I tried these when they first came out and I'll agree that they do smell wonderful. We had a bit of a problem though, Bella started getting tearstains right after I gave her some and she never ever has staining. She also had the same problem with their dog food so unfortunately I can't give her anymore.


----------



## domino_angel (Apr 17, 2008)

I have no idea if they are good for the dog. I used to get them for the ex's dog, didn't seem to hurt him. He was a long haired Chihuahua.... But I know what you mean about the smell. I was *really* tempted to have a nibble of the berry cobbler!! :biggrin:


----------



## Nikki's Mom (Feb 13, 2008)

I don't think it would hurt a dog, they have the same ingredients as some dog cookies. IMO giving fresh fruit is a better option. Regarding the ingredients, ever wonder what "egg product," is? It's not regular eggs....


----------



## Toby's Mom (May 7, 2004)

I used to give them to Toby, but after the dog food recall, I threw them out. I don't think they were part of the recall, but the company had some food recalled. I haven't bought any since.


----------



## chiquita (Sep 1, 2007)

> I tried these when they first came out and I'll agree that they do smell wonderful. We had a bit of a problem though, Bella started getting tearstains right after I gave her some and she never ever has staining. She also had the same problem with their dog food so unfortunately I can't give her anymore.[/B]

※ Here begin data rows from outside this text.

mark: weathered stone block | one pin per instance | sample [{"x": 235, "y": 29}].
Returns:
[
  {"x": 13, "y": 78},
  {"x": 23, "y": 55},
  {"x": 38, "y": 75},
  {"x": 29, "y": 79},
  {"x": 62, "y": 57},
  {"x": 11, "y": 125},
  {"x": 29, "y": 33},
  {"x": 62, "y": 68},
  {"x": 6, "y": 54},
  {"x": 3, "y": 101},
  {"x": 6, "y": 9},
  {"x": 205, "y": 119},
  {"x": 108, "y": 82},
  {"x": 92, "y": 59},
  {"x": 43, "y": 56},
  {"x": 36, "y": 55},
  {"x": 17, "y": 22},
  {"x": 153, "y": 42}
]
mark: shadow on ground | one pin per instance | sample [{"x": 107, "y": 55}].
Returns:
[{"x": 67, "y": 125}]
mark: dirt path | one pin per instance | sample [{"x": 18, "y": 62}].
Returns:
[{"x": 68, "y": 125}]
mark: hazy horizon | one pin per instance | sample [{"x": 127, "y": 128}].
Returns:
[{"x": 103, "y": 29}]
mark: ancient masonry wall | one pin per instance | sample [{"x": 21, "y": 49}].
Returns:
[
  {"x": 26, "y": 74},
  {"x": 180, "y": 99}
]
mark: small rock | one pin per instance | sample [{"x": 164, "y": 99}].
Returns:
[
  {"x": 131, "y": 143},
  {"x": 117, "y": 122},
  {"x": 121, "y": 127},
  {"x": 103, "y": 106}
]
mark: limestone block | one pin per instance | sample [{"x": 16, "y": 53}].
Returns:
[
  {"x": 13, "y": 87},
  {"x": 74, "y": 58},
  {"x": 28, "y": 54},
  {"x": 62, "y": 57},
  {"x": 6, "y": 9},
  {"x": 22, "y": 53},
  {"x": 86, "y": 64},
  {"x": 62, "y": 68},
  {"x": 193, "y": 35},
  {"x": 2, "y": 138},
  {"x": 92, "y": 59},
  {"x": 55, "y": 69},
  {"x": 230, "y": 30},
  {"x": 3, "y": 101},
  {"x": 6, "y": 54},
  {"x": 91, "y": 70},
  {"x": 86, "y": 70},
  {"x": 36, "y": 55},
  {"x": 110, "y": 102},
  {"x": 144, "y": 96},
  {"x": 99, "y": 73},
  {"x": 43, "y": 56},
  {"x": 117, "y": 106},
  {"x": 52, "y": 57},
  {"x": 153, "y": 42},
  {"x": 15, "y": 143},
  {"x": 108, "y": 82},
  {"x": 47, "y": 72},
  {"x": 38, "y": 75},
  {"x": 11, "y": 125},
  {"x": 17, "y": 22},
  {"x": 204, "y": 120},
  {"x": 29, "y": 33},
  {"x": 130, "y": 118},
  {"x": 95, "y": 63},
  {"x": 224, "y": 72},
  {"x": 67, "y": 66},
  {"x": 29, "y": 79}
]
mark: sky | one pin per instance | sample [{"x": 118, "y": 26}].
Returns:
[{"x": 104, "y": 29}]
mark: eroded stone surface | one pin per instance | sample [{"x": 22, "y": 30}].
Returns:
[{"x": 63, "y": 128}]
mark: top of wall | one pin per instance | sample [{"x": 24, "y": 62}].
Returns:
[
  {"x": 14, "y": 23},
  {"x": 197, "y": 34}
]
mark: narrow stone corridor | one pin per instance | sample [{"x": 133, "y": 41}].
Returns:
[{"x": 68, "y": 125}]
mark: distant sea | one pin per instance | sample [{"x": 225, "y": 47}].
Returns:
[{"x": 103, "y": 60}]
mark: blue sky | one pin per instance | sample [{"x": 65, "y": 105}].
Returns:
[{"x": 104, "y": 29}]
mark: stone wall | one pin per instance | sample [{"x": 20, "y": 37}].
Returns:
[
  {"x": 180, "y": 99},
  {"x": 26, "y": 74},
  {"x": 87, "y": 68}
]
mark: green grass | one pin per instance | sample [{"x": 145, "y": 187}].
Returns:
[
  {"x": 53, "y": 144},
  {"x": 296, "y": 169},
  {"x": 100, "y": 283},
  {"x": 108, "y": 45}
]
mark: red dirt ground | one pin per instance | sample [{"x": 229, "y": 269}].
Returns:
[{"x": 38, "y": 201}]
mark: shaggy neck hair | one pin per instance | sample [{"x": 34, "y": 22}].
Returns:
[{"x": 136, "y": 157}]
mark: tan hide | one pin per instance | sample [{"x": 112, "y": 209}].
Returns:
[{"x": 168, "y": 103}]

She's really cute, sorry to hear she got staining.



> I have no idea if they are good for the dog. I used to get them for the ex's dog, didn't seem to hurt him. He was a long haired Chihuahua.... But I know what you mean about the smell. I was *really* tempted to have a nibble of the berry cobbler!! :biggrin:[/B]


LOL! Yeah I was smelling it and had a plastic spoon in it and my sis asked "What are you doing? I thought you were eating the dog food." LOL I love the smell.



> I used to give them to Toby, but after the dog food recall, I threw them out. I don't think they were part of the recall, but the company had some food recalled. I haven't bought any since.[/B]


I never used this brand before, but i was intrigued by a dog dessert product. I'm going to look into that. Thanks.


I think I'm going to buy a few more, Cora loved the the berry cobbler and I enjoyed the smell. They are great to stuff into her kong toy when i'm out (mix it up a bit)


----------



## I found nemo (Feb 23, 2006)

I can't give Nemo anything made by NUTRO, HE NEVER EVER STAINS ,only with NUTRO PRODUCTS.


----------



## domino_angel (Apr 17, 2008)

> I think I'm going to buy a few more, Cora loved the the berry cobbler and I enjoyed the smell. They are great to stuff into her kong toy when i'm out (mix it up a bit)[/B]


Oh wow, as Kong stuffin'...that's a fabulous idea! :smilie_daumenpos:


----------